I was a little late to the A Wizard’s Guide to Defensive Baking, but I’m glad I finally got it; this one is both fun and a little inventive. The basic story is plucky heroine with limited resources faces off against unknown and then known end-of-the-world kind of badness, and triumphs with the help of some friends. Said heroine is 14-year-old Mona, who lives as a magic user in a world mostly suspicious of magic. Mona’s magic only works on baked goods, which is just as well since she’s a talented baker and lives with an aunt and uncle who run a bakery. This involves an animated gingerbread cookie with some attitude, and a somewhat sentient and possibly carnivorous sourdough starter named Bob. Bob might be the most entertaining concept in the whole thing.
Mona gets dragged into a murder mystery as the only official suspect of a questionable investigator, mostly because she found the body of a girl about her age in the bakery, and she has magic. It turns out there’s a murderer targeting magic-users, and a political campaign of fear urging everyone to report magic users to the government. There’s an attempted coup, and Mona as a result of the political persecution, might just be her city’s only hope as one of the only magicians left in the city with the army off on some sort of missing. This sounds like there should be a lot of action, and there’s plenty, but the middle third of the novel really drags because Mona spends most of it in hiding; she’s the narrator which means she can only tell us what’s reported to her, mostly by Spindle, the younger brother of the victim Mona found, and who helps her navigate the under-belly of the city. Molly kind of helps here too, but her real role and background isn’t the focus of this part; that comes elsewhere.
The whole premise of bakery magic is interesting, but then Mona has to figure out how to use it to defend first herself and then her world; some of the solutions are interesting. Some of the people who end up coming out to help are as well; Bob is involved, “bad cookies” are called upon to help sabotage the enemy army, and Mona has to deal with a lot of incompetent adults, including the Duchess who is in danger of being deposed. The only adult who Mona seems to look up to, besides her aunt and uncle, is the ”Golden General” who looks like the hero he’s reputed to be, and his openness about what being heroic means is actually pretty interesting; a character with his appearance and reputation is usually either a dumb jock, incompetent pretty boy, or a good candidate for villainy; he’s actually none of those things.
The whole thing is one the one hand a fairly standard coming of age fantasy, but it’s got a more realistic handle on some of the character emotions and motivations, at least for the good guys; the villains are pretty much power-hungry stereotypes, but that’s fine.
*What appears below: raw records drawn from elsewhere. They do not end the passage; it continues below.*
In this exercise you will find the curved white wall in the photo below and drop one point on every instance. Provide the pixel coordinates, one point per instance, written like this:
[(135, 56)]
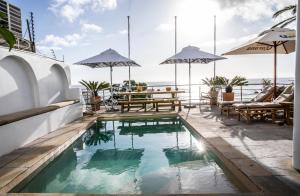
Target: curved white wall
[(57, 84), (29, 80), (18, 86)]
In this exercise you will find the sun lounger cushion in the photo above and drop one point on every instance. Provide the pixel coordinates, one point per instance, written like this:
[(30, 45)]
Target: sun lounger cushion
[(286, 95), (265, 93), (65, 103)]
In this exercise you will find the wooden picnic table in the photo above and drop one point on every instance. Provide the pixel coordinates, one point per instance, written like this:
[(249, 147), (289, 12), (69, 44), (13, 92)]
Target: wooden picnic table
[(129, 94), (155, 101)]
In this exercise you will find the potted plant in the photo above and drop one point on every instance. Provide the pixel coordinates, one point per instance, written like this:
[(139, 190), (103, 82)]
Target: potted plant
[(213, 84), (168, 88), (228, 95), (94, 87)]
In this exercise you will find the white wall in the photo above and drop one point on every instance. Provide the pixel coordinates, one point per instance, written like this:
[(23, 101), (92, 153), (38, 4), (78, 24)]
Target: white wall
[(27, 81), (31, 80), (17, 86), (20, 133)]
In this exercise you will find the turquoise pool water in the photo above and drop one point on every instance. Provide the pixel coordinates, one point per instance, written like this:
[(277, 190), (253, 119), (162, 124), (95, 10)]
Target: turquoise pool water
[(135, 156)]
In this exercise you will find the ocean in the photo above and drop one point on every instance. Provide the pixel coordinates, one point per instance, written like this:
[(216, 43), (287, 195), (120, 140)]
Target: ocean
[(248, 92)]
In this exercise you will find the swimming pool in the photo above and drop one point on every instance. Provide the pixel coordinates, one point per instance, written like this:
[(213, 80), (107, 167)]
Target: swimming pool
[(135, 156)]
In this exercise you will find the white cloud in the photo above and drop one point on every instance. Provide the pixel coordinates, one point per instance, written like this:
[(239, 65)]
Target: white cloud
[(164, 27), (123, 32), (104, 4), (72, 9), (252, 10), (86, 27), (57, 41)]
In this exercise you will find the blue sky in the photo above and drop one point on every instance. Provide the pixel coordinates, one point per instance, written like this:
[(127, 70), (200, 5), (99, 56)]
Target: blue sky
[(79, 29)]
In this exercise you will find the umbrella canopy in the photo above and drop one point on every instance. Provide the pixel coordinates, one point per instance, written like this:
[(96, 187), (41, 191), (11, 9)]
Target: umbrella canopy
[(108, 58), (192, 54), (273, 41)]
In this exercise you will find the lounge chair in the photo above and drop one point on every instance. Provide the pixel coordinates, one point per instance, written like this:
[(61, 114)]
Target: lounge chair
[(261, 110), (264, 96)]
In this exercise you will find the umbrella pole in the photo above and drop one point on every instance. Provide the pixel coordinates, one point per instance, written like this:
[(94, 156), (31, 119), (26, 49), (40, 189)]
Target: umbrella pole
[(176, 52), (275, 69), (190, 90), (190, 96), (111, 81), (129, 68)]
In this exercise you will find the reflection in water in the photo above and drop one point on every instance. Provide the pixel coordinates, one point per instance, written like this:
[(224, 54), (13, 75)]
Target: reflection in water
[(165, 158), (94, 135), (116, 162)]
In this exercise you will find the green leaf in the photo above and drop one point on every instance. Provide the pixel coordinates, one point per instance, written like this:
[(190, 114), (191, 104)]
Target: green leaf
[(8, 37)]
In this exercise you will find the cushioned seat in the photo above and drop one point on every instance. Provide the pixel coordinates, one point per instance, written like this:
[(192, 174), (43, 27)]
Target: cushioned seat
[(13, 117), (65, 103)]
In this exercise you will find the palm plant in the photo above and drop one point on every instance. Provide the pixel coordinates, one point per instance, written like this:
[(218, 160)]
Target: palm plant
[(213, 83), (266, 82), (236, 81), (95, 136), (5, 33), (285, 22), (94, 86)]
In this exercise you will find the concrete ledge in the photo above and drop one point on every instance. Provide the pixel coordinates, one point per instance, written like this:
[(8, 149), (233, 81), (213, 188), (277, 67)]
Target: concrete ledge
[(22, 164), (251, 174), (19, 133)]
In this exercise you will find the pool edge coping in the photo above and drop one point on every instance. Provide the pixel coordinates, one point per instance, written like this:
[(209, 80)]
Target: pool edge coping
[(251, 182), (253, 179)]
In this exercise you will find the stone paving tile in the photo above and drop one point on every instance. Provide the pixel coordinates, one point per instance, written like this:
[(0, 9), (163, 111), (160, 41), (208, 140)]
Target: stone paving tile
[(251, 142), (4, 160), (264, 151), (24, 161), (7, 174), (273, 185), (250, 167)]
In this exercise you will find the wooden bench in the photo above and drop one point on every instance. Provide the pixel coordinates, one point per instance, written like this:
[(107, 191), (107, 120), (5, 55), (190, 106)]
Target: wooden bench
[(156, 103)]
It’s almost preferable to the villain with a sad backstory. Mona is a pretty believable 14-year old, her aunt and uncle both have enough personality and feeling to support her, the General has both decency and power which is a tad unusual in fantasy, and then there’s the attitude of Bob and the ginger-bread cookie who never gets a name; those two have about as much personality as anyone else, and given what they are, makes you kind of wonder what might be going on in their “heads” (Bob probably doesn’t really have one, so…).